In the distant Shetlands Islands 130 miles North of Scotland there’s a second-hand bookshop in, as we might say, the middle of nowhere – the Hatchery Bookshop. It stands on the B9075 road North of the tiny hamlet of Weisdale.

What you may ask does this have to do with Montana?

The answer is that this map was purchased earlier this month in the bookshop, price £1 (about $1.25):

A Texaco highway map of Montana – ‘Trust your car to the man who wears the star’. On one side a detailed map of Montana at a scale of 1 inch to 26 miles, with a larger scale inset of Glacier National Park. On the other, plans of downtown Butte, Great Falls, Helena and Billings, two more inset maps – Yellowstone National Park and the Black Hills Region of South Dakota – a Transcontinental Road Map, a mileage chart, a list of visitor attractions, and an assurance that you can use your Texico credit card to ‘charge lodging and related services when you stay at all Howard Johnson’s Motor Lodges’.

The date – tucked away in one corner of the legend – 1967.

So, the question.
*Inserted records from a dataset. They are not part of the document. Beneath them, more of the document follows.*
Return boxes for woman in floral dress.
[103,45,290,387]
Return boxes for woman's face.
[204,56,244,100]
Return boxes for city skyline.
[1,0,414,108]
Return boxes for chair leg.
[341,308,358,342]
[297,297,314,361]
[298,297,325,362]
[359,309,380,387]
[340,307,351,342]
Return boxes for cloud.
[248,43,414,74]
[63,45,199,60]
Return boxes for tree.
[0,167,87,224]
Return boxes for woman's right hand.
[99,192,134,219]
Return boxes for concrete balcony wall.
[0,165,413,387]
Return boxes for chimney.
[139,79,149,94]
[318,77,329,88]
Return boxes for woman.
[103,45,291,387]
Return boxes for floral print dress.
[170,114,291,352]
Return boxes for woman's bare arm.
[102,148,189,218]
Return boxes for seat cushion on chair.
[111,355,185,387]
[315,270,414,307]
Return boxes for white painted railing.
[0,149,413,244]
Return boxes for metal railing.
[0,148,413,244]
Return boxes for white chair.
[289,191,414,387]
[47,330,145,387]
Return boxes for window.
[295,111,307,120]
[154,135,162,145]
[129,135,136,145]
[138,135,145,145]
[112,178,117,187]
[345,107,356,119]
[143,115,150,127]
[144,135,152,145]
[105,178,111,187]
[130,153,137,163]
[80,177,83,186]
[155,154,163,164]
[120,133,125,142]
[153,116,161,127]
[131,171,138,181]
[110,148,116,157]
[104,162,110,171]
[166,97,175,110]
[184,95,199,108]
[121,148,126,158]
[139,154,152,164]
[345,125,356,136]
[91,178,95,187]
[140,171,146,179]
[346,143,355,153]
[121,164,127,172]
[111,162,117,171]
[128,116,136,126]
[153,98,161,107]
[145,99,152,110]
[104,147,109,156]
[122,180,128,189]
How does a 56 year old map of Montana end up in a bookshop in Shetland?

We’ll never know the answer, just as I’ll never know why my good Montanan friend Don was able to find, and gift me, a British union jack from an antique shop in his own state.

Anyhow, here’s my guess as to my Texaco map’s journey.

A route has been marked in pen on the map from Spokane in Idaho, through Missoula, Butte and onwards South to Yellowstone.

I suspect these were British tourists on vacation travelling to or from the West Coast and marking their route on a detailed highway map of the state. They brought their maps home with them on their return (great souvenirs) and eventually ended up living in Shetland.

Well, it’s an unprovable theory as good as any.

I did a similar thing on my one visit to Montana in 1968, a year after the Texaco map was published. It’s recorded on the first entry in this blog – Once upon a time. You’ll see there that my journey, by Greyhound, also ended in Yellowstone, though it ran North-South, unlike the owners of this map, whose route ran more West-East. We must have crossed somewhere near Butte, probably within a few months of each other.

The marks on the Texaco map suggests that its owner did much the same as me – Montana was a place to get through as quickly as possible to somewhere we thought more interesting. How wrong we were.

Footnote. In 1968 the student travel service I went with to the USA recommended getting free maps of each state at a convenient gas station and I still have a small collection. I assume this Texaco map was a similar free offering. With the advent of Google maps and GPS I can’t imagine the same service continues and that they were very much of their era. But a great service and great maps (even if my older eyes now struggle to read some of the detail).